Peak Charles National Park

Peak Charles National Park

Peak Charles National Park is a remote national park in Western Australia, 170 km north west of Esperance.

Getting there

Road to Peak Charles National Park

We visited Peak Charles National Park at the very end of September 2025, travelling from Norseman via Lake King–Norseman Road and then Peak Charles Road. Both are classified as 4WD-only, with corrugations, potholes, and sections that become impassable when wet. Still, for a 4WD track, the drive wasn’t too challenging.

Peak Charles campground

Aerial view of Peak Charles campground

At the base of Peak Charles, we camped for two nights in a small but welcoming campground. Facilities include toilets, picnic tables, and communal fire rings. With space for only 7–8 vehicles, the sites are compact and not suitable for large caravans.
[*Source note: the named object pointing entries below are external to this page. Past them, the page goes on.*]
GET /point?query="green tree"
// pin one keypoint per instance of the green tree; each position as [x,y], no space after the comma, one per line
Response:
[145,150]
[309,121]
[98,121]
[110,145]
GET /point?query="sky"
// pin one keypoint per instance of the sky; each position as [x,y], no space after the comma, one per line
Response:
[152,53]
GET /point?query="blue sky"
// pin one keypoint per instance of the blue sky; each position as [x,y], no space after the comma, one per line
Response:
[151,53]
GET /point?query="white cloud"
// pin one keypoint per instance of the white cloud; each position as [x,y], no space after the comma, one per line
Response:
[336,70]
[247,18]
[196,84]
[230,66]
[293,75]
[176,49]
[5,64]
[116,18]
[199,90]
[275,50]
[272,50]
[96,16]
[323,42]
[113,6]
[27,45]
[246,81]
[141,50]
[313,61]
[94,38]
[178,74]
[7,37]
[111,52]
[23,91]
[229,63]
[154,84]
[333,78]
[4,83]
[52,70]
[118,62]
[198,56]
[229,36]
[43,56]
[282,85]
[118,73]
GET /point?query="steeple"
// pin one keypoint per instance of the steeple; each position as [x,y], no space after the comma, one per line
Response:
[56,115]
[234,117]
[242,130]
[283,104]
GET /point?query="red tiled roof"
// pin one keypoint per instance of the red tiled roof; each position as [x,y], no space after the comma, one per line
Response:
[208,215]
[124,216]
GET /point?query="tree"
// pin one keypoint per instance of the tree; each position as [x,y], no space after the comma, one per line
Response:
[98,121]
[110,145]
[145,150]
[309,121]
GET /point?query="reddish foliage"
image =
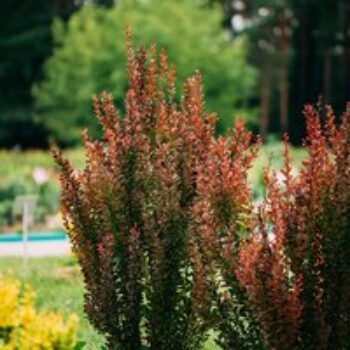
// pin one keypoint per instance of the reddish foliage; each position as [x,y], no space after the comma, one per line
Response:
[296,269]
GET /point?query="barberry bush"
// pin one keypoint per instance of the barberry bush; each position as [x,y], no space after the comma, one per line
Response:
[171,244]
[286,278]
[129,212]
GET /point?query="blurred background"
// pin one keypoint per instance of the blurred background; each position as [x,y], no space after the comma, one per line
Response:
[261,61]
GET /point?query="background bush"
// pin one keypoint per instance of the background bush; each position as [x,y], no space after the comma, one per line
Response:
[89,58]
[22,327]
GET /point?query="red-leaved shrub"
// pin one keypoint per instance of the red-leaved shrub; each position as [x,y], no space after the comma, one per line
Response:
[295,268]
[170,243]
[129,211]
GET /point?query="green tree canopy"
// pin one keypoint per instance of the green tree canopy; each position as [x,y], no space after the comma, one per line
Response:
[89,57]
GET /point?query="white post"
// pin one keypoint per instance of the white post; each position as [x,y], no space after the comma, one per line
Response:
[25,235]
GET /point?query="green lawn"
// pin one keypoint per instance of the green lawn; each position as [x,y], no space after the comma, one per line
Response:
[58,285]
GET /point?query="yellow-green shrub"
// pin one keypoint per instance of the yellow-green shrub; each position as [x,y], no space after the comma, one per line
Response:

Currently, the campground is free and non-bookable, though this may change once the access road is sealed. It can fill quickly on long weekends, but we were fortunate to find a spot on arrival.

A vehicle with a small caravan at Peak Charles campground

Climbing Peak Charles

Climbing Peak Charles was at the top of our agenda when we camped at the base of this striking 651‑metre granite outcrop. The hiking trail is divided into three sections: easy, moderately difficult, and extremely hard.

We began with the easy section, where half of our group decided to stop. My older son, 13‑year‑old Ariel, and I pressed on to the lookout. This part of the trail was steep and demanding, but manageable. The final ascent to the summit, however, defies classification. It is a sheer, exposed incline that requires crab‑like crawling on hands and feet.

At that point, I chose not to continue. Ariel, determined and fearless, insisted on reaching the summit alone. I watched anxiously as he disappeared behind the rock face. Moments later, his voice rang out—he had made it to the top. Pride and relief washed over me as I waited for him to descend safely. What an achievement for our boy! Here is a short reel featuring this moment.

The track to the summit measures 3.4 km, and the round trip took us more than four hours. For those with rock climbing experience and a taste for adventure, Peak Charles offers a truly rewarding challenge.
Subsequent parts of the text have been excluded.